Molecular orientation or alignment also affects the degradation rate of the material and can affect the dissolution rate or release of a biopharmaceutical or drug. Introducing molecular alignment into the material improves the dissolution rate of the drug and allows for controlled dosing of the patient.
The resorbable stent of the present invention can have any shape, geometry or configuration. One skilled in the art will recognize that the present invention is not limited to any one type of stent and that the present invention is applicable to a variety of stent designs. By way of example, the present invention relates to US Pat. No. 6,613,079; US Pat. No. 6,331,189; US Pat. No. 6,287,336; US Pat. No. 6,156,062; US Pat. No. 6,113,621; US Pat. No. 5,984,963; US Pat. The patent is applicable to the stent designs disclosed in (incorporated herein by reference).
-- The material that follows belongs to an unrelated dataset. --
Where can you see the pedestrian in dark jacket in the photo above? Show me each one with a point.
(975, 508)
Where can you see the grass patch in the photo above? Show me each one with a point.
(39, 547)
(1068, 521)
  In another embodiment, the invention relates to a method of manufacturing a microdamaged resorbable stent. The method includes contacting a resorbable polymer with a solvent to form a polymer mixture, extruding the polymer mixture to form an extrudate, and stretching the extrudate to a stretch ratio in the range of about 7 to 350. Forming a stretched extrudate, and forming the stent from the stretched extrudate.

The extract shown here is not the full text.